HOSTNAME=dynip.changeip.com
LOGFILE=/var/log/sam_firewall.log

touch /var/log/sam_firewall.log
chmod 740 /var/log/sam_firewall.log
chown root:adm /var/log/sam_firewall.log

Current_IP=$(host $HOSTNAME | cut -f4 -d' ')

if [[ $(iptables --list | grep $Current_IP) = "" ]]; then
  if [ $LOGFILE = "" ] ; then
    iptables -I INPUT -i eth0 -s $Current_IP -j ACCEPT
  else
    Old_IP=$(cat $LOGFILE)
    if [ $Old_IP != $Current_IP ] ; then
      if [ $(iptables --list | grep $Old_IP) != "" ] ; then
        iptables -D INPUT -i eth0 -s $Old_IP -j ACCEPT
      fi
    fi
    iptables -I INPUT -i eth0 -s $Current_IP -j ACCEPT
  fi
fi
echo $Current_IP > $LOGFILE

chmod +x /usr/bin/local/sam_firewall
nano /etc/sudousers (and add to bottom):

%admin ALL = NOPASSWD: /usr/local/bin/sam_firewall, /var/log/sam_firewall.log

Then in Hestiacp add a cron job to run every 5 minutes for:

sudo /usr/local/bin/sam_firewall

Enjoy, and i hope this helps someone.

Deepak · November 27, 2021, 7:58pm

Well done. Your solution is simple and elegant. I like it. I did something similar but that is complex and in the end achieves the same thing.

sams2526 · November 29, 2021, 6:33am

Ran into a issue with my ISP router not updating the dyndns ip (firmware is old and from 2020 and one of the 4 dyndns options is gone/ dead anyways), so i installed TrueIP (Changeip client isnt that great) and used the ChangeIP api to formulate a web push to update the dyndns ip from my 247 windows pc every 5 minutes.

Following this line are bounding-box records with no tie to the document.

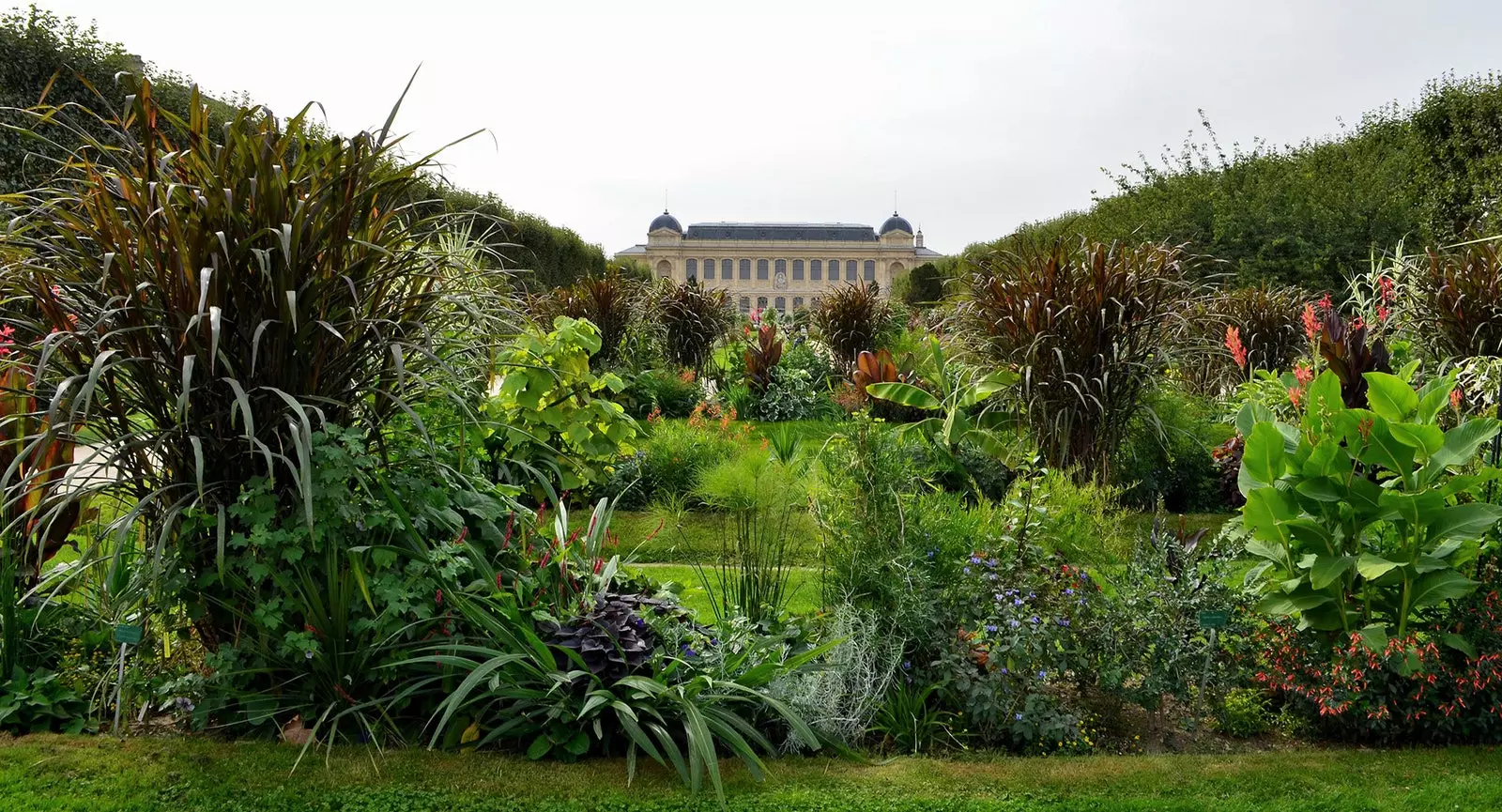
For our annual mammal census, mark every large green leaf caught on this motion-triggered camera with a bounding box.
[1429,503,1502,542]
[1362,373,1418,423]
[1409,569,1477,609]
[1242,488,1296,546]
[1356,552,1399,581]
[1241,423,1287,484]
[1387,423,1445,459]
[866,383,943,409]
[1434,417,1497,466]
[1310,556,1356,590]
[1356,421,1414,479]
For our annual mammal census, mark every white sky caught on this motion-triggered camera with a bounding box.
[29,0,1502,253]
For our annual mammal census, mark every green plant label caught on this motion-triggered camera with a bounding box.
[1200,609,1230,629]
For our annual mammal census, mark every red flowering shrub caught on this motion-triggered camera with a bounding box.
[1254,563,1502,743]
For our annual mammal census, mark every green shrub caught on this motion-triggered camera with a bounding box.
[481,315,636,491]
[621,369,704,421]
[959,238,1191,482]
[1218,687,1272,739]
[651,279,736,374]
[813,283,892,369]
[1012,468,1132,564]
[1111,383,1234,513]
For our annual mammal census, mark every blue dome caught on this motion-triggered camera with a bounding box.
[877,211,913,234]
[648,208,687,234]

https://www.haztek-software.com/applications/trueip
https://www.changeip.com/accounts/index.php?rp=/knowledgebase/34/DDNS-API-Information.html

Deepak · November 30, 2021, 11:41pm

Hi,
Interesting info. Good to know about this prog. TrueIP is an advanced - and intelligent - utility. I use (used) a basic one here:
DDNSupdater

I use OVH DynDNS function, they offer to every domain you have registered and they are registrars. You could created multiple DnyDNS domains. so on the same network, your router could be mapped with a subdomain (and the same IP) and NAS to a different subdomain (same IP).

This helps for certain things, if you want to differenciate based on local subdomains. As I have a local DNS resolver, I use this feature binding subdomains to the daily current IP.

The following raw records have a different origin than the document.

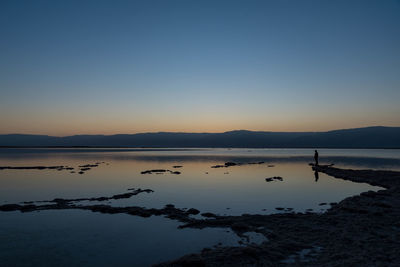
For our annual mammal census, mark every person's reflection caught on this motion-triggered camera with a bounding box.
[314,171,319,182]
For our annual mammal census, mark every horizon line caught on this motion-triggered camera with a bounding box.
[0,125,400,138]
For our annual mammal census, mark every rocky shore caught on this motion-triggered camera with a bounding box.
[156,166,400,266]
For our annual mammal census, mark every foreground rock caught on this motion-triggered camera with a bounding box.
[157,166,400,266]
[211,161,265,169]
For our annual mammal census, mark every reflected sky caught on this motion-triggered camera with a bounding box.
[0,149,400,266]
[0,149,390,215]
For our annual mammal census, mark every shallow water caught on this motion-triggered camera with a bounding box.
[0,149,400,266]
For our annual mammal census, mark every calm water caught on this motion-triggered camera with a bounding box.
[0,149,400,266]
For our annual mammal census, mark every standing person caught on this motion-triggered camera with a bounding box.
[314,150,318,166]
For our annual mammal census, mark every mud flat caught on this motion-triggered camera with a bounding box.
[157,166,400,266]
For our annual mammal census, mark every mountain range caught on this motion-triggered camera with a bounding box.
[0,126,400,148]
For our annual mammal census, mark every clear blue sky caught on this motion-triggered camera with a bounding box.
[0,0,400,135]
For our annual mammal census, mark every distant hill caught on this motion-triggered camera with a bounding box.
[0,126,400,148]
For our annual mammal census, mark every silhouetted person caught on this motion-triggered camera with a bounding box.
[314,150,318,166]
[314,171,319,182]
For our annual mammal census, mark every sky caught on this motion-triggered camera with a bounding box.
[0,0,400,136]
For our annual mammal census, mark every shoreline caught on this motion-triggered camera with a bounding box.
[154,165,400,266]
[0,165,400,266]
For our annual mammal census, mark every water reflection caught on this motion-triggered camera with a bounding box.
[314,171,319,182]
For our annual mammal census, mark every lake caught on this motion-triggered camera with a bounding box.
[0,148,400,266]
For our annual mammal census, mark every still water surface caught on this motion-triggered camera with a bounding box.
[0,149,400,266]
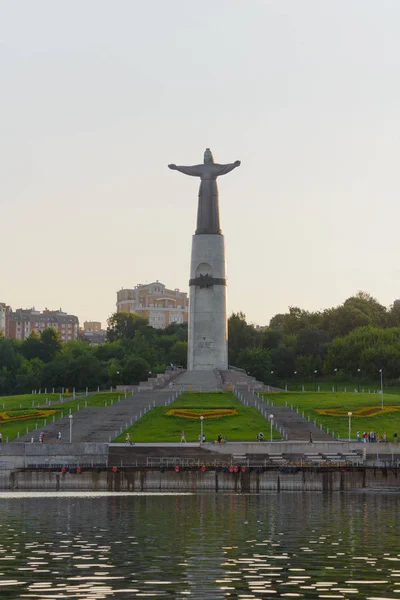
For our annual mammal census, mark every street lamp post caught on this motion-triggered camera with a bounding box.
[347,412,353,442]
[69,415,73,444]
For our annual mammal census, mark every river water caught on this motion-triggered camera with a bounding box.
[0,492,400,600]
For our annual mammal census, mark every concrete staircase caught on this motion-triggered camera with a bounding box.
[172,371,223,392]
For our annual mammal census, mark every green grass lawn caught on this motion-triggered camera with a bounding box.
[262,392,400,441]
[114,392,281,442]
[0,392,124,442]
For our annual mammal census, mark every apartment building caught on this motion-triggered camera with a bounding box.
[7,308,79,342]
[0,302,11,336]
[83,321,101,332]
[117,281,189,329]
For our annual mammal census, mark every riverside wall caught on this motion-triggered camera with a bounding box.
[0,467,400,493]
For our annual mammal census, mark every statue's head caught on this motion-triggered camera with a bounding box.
[204,148,214,164]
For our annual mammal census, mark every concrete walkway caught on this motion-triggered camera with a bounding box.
[240,391,333,442]
[14,390,178,444]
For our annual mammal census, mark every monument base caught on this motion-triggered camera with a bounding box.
[188,234,228,371]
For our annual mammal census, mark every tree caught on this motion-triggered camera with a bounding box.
[228,312,262,365]
[168,342,188,369]
[40,327,62,362]
[237,348,272,382]
[21,330,43,360]
[122,356,151,385]
[269,346,295,379]
[262,329,283,350]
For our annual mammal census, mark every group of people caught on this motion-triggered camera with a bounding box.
[357,431,398,444]
[125,431,135,446]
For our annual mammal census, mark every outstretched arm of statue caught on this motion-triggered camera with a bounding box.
[215,160,240,177]
[168,165,202,177]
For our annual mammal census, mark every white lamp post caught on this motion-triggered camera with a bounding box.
[347,412,353,442]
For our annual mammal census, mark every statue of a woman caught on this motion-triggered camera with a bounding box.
[168,148,240,234]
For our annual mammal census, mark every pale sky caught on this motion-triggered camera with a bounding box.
[0,0,400,325]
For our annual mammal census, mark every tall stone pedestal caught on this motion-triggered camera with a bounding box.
[188,234,228,371]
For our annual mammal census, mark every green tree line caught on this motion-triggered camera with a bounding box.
[0,292,400,395]
[229,292,400,384]
[0,313,187,395]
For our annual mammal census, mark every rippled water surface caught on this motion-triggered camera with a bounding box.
[0,493,400,600]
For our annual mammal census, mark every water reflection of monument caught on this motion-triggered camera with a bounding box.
[168,148,240,371]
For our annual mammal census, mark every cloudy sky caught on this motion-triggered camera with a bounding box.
[0,0,400,324]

sams2526 · December 1, 2021, 6:40am

That seems to have a similar option with the web url push.

Either way i wish my isp router wasnt limited on options and actually did this update/renew ip as intended.

I use opnsense as the backend, with sni hosts in place for my IoTs.

Should have a static ipv6 soon for my IoTs, otherwise im not having much luck with this cgnat incoming port block.

sams2526 · August 14, 2023, 5:46am

just want to add that i no longer use this script – it definitely needs refining as it was causing issues with dupe firewall rules added in hestia cpanel and some weird mangling over time… ended up going back to fiber with a static IP and a set and forget firewall rule to alleviate said issue.